Smoothing Lines and Creases
Just this process takes days to complete. The slip is then poured into one of thousands of molds hand crafted by local artisans. The molded clay objects must then be inspected for imperfections, with lines and creases smoothed. 

On our tour, we learned that the women and men at the Castillo factory have a variety of skills, used at each step and each paid at different rates depending on the skills performed. The top pay is $120 a week.

The ceramics don't go to the kiln, the kiln goes to the ceramics - it rolls over the stacked ceramics, like a huge carport rolling over a car. It is made of fire resistant material, with a small hole so you can peek inside to see how it's doing. When the kiln is started, fire shoots up on the inside and last for up to 10 hours. 

Inspecting each Piece



Base Paint Applied







  
 
Ceramics Drying Before Going into the Kiln












Painting the Design

It takes another day to cool before it can be sent over for painting.

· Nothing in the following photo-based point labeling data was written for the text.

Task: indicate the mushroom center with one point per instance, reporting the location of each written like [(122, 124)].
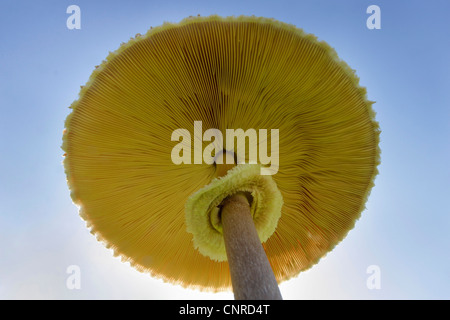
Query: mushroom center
[(224, 160)]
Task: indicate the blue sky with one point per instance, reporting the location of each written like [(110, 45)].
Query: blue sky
[(405, 230)]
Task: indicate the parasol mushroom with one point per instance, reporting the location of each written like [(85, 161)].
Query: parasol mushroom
[(177, 219)]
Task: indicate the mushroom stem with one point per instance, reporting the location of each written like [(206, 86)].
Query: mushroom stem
[(252, 277)]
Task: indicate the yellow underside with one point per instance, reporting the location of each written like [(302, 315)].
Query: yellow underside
[(202, 211), (229, 73)]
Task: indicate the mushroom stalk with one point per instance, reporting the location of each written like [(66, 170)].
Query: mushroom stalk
[(252, 277)]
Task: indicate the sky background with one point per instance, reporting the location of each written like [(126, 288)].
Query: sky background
[(405, 230)]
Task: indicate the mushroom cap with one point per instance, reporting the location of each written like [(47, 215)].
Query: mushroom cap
[(229, 73)]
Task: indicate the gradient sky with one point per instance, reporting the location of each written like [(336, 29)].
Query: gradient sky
[(405, 230)]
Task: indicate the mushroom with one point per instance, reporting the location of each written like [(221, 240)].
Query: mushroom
[(246, 73)]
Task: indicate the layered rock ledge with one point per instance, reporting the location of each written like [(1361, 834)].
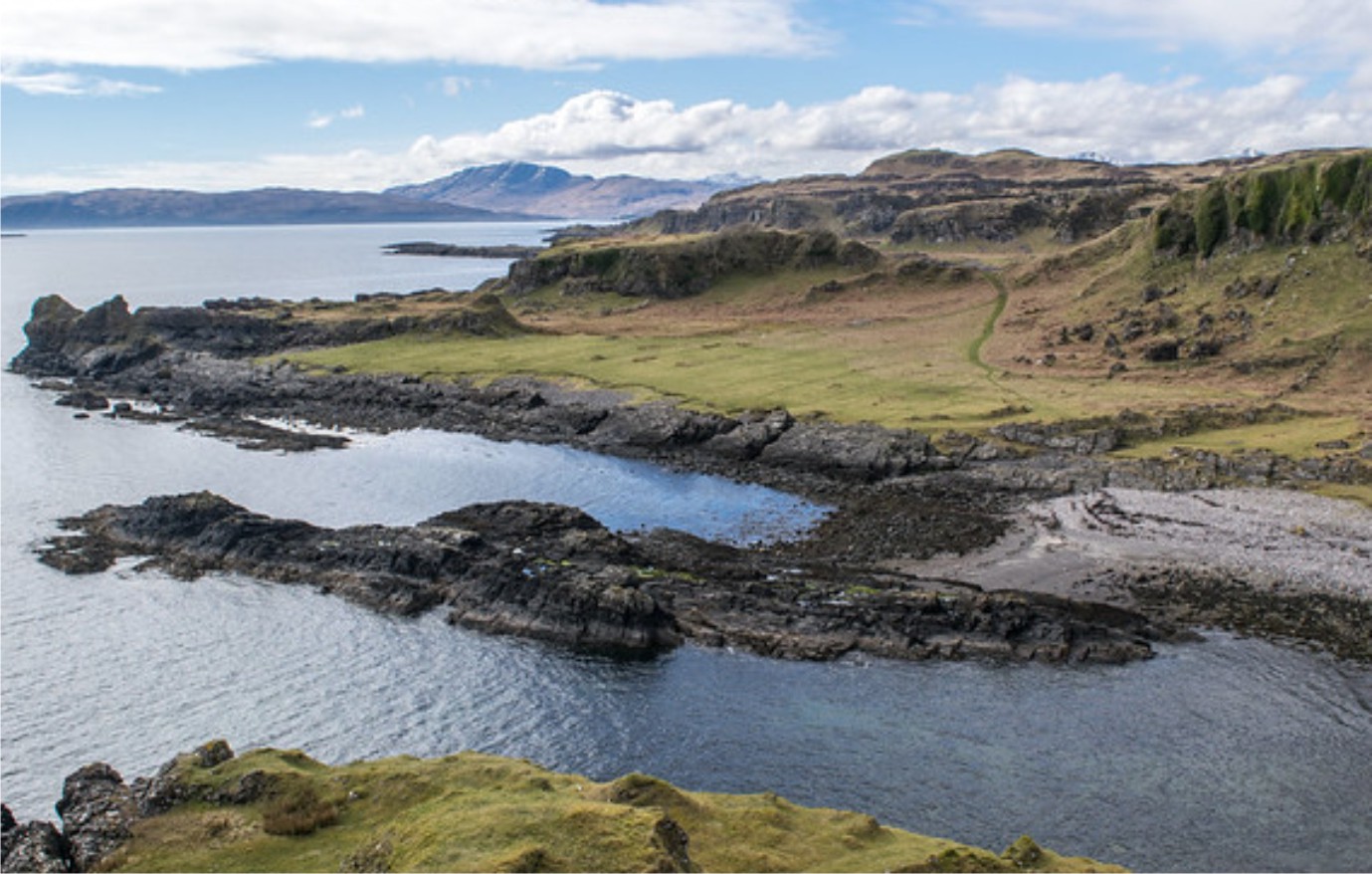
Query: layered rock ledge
[(553, 572), (898, 497)]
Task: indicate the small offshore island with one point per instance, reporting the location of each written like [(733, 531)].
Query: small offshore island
[(1063, 410)]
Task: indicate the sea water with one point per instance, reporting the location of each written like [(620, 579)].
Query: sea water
[(1227, 754)]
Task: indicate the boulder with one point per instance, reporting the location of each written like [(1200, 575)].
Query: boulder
[(865, 453), (98, 814), (35, 847)]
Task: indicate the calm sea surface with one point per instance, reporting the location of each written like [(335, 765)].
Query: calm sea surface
[(1223, 755)]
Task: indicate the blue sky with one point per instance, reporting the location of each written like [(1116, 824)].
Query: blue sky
[(239, 94)]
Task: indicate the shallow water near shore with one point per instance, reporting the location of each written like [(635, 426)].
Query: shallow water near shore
[(1223, 755)]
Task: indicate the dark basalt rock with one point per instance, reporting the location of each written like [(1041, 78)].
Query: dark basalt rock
[(553, 572), (33, 847), (853, 452), (98, 814), (535, 569), (84, 399)]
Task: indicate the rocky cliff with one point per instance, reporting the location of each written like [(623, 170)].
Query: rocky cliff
[(552, 572)]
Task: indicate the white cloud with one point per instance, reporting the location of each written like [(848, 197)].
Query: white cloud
[(455, 86), (604, 132), (322, 119), (73, 86), (199, 35), (1339, 31)]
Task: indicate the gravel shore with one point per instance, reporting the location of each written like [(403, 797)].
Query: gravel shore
[(1276, 540)]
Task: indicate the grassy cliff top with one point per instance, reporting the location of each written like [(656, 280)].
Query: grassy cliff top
[(478, 812), (1069, 293)]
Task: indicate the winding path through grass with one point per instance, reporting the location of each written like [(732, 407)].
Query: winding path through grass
[(987, 329)]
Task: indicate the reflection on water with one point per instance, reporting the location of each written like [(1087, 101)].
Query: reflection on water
[(1226, 755)]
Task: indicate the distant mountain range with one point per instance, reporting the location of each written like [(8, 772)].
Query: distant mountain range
[(118, 207), (552, 191), (496, 192)]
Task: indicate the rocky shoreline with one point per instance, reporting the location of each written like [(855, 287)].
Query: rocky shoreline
[(850, 586)]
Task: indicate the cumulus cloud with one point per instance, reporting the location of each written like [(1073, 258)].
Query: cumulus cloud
[(322, 119), (604, 132), (1135, 122), (455, 86), (199, 35), (73, 86), (1338, 29)]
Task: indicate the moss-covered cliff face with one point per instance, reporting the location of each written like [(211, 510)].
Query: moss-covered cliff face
[(1314, 200), (283, 811)]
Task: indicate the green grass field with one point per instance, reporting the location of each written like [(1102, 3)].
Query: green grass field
[(477, 812)]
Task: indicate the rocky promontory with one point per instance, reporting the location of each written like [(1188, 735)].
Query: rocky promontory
[(553, 572), (848, 586), (271, 809)]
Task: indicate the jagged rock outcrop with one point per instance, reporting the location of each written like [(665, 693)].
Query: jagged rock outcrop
[(108, 337), (556, 573), (541, 571), (32, 847), (98, 814)]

I tell ya, I have a new appreciation for how much time and talent it takes to make even the simplest of geckos and the larger pieces are phenomenal!

Once the ceramics have been fired, oh and this is just the first time by-the-way, they are coated with a primer. According to our guide, this young man should be wearing a mask because the material is toxic!  

The ceramics then get passed on to the next artist, who adds the painted designs. He is paid the highest, because the designs are very specialized. The black paint he is using is like a permanent marker - he'd be one unpopular guy if he made a mistake at this stage! There are hundreds of designs that can be applied, each having a template. And, like any artist, he divides his object into sections so that there is patterning, dimension, and symmetry. I really could have watched this guy all day.
  

Painting the Biskware
A Long Line of Artists












The painters bring each piece to life, filling in rich colors and raised dots.. The original Talavera was a cream and blue color (perhaps you've seen it) but over the years the more colorful primary and secondary colored ceramics became more and more in demand. While in other areas of the factory you could hear people laughing and talking it was dead silent in this room, as people concentrated on their work.

In the end, our little group of six people slipped through the factory pretty well. There is only one tour a week, so I was proud to be a part of it. We exited through the store - the last stop. Of course, I poured over every bit of it, and took way too much time away from those who had worked up an appetite and were ready for lunch.

There was way too much to bring home, but we managed to find something for our new kitchen back home and for David's cubicle at the office.  I must say, it was an amazing day and well worth the money. 

For those of you thinking of taking this tour, the trip also included a visit to the church where Fr. Hildago made his historic "Greeto" to the people of Mexico, telling them to rise up and revolt against Spain. We visited the Hildago museum that honors that period of history and had our own personal historian. We visited the town of Atotonico, where people used to make their own private pilgrimage to the healing hot springs. 

She did look up and Quietly say, "Hola"
We topped it off by eating at a new and trendy restaurant called Nirvana - say no more! An expensive meal, but it was fun to try jamaica tacos, beet salad with pralines, vegan sushi and fruit salad with papaya, nuts and basil sherbet - More about the wonderful food and our picks for restaurants soon.